I ask him what car he drives, probing for a Cristal socialist: a Nissan, it seems, before he lost his license. However contrarily he seems rather abashed at driving such a pimped-down car, and I wonder whether he envies the no-qualms hustling of Jay-Z. He is adamant, however, that he doesn't regret the associations of his radicalism: "Does it put me in the room with questionable characters? No. It puts me in a room with people who use critical thinking to help them arrive at new conclusions. My support for Hugo Chávez (he went recently to Venezuela to perform with K'naan) is heartfelt. The jury is still out on whether Chavez is corrupt as he is fighting a monumentally corrupt, imperialist government, the US."
It will be less surprising to you now that M1 has been hanging out with George Galloway: he went on a mission to Gaza this summer to deliver supplies to bombed-out Palestinians, and had an eventful time: "We were held hostage in their hotel in Cairo. They wouldn't let us leave and had no intention of us reaching Gaza. There was a suspicious looking security detail following us about, watching us to make sure they didn't do anything." The 100-strong group then discovered a spy in their meeting room: "It was George Galloway himself who identified the informant, an Egyptian-looking man sitting at the back of the room taking notes. When we discovered him it became very inflammatory and almost resulted in physical violence."
M1 is looking forward to riling up KOKO against Nick Griffin, saying coolly "This is war. Sometimes they call it a war on poverty, sometimes they call it a war on crime, immigration - which means a war on poor and oppressed people - these are tactics of war.
The group have a new album/mixtape out now, called Pulse of the People: Turn off your Vol. 3, produced by ex-Eminem DJ, Green Lantern. Chuck D features, and with its rough and ready, obvious-samples style, bears the hallmarks of an underground tape. One of the great tracks on it is 'Afrika Hot!' with a Misirlou-style guitar, a chorus sung in a mixture of Swahili and Arabic and laments about black, post-Obama plight. Another track '$timulus Plan' blames Bush for money he gave to banks without considering individuals.

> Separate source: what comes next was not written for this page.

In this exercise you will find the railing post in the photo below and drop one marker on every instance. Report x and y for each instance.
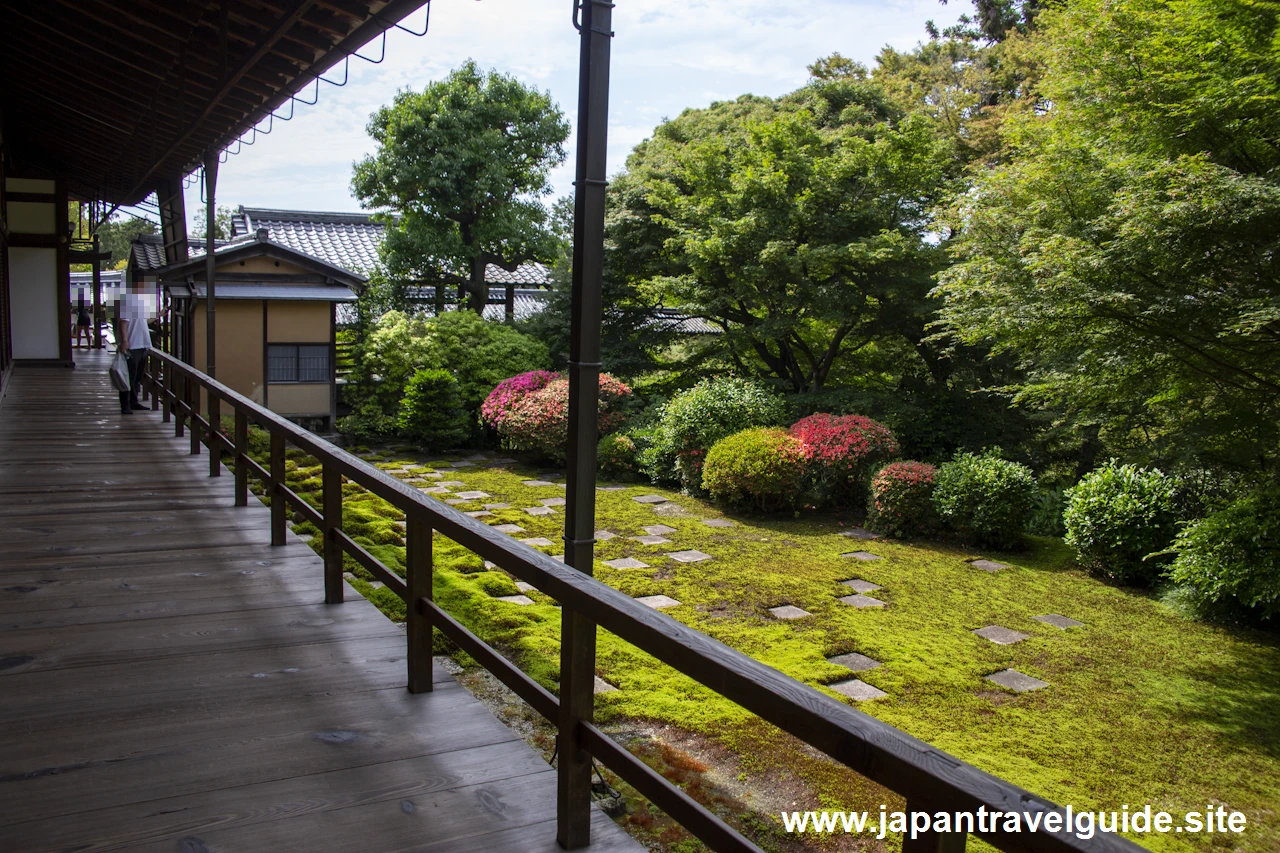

Critics claimed that with this album DP were mellowing with age, a claim that M1 counters: "I am still a revolutionary with goals like the complete annihilation of capitalism by any means necessary, but we are strategists as to how to get to our goal. We reach different people by different means. Pulse of the People was more of a snapshot - we wanted to give people our personality and our rhymes. It was more of a day in the life of M1 and Stic.man. Our next album, Information Age has been in the pipeline for a year and a half. It's a different kind of production it will be more up beat - a more synthesized sound."
Although Dead Prez's politics smack of Malcolm X segregation, the crowd at the last Dead Prez concert I went to was mainly white. The usual hilarious sight of a few hundred middle-class students experiencing the contact thrill of militant black activism ensued, although it has to be said when the subterranean squelch of 'Hip-Hop' entered, politics were forgotten and the music endured.